In centuries past, this little hole in the ground was a life-saver. For pioneers, for local indian tribes, and for many others it provided vital water in the desert wilderness. Today, though, itʼs a reminder of things gone wrong.
This is Longstreet Spring, at Ash Meadows National Wildlife Refuge. Itʼs a boiling spring, which isnʼt a reference to the temperature of the water, but to the way the water forces itself up through a layer of sand at the bottom, making it look like the bottom of the pond is boiling.
This used to be the home of a thriving population of endangered fish. The fish are gone now, eaten by frogs brought by the pioneers. Today, all that live here are frogs and the insects that feed them.
Millennials complain that they can't read cursive writing. Does that mean that when they see a California license plate, they don't know what state it's from?
Are they all going to die because they can't find a Walgreens to get their prescriptions?
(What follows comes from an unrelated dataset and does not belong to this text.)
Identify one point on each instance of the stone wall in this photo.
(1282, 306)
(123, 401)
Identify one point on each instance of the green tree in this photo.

Have you never noticed that new wildlife refuges are almost always in places that most people don't want to be, anyway?
It's never “Oh, here's this prime piece of real estate with lots of natural resources. We should set this aside for the ducks!”
These days, it's always, “Look at this godforsaken, polluted, barren wasteland. Weʼll, let nature have it, so we can write it off on our taxes, and feel good about ourselves.”
For a bit of nostalgia, I bought some HO-scale model trains from Goodwill. I donʼt have a big enough apartment for a train set, so this will live on the kitchen counter until Darcie decides to stop indulging me.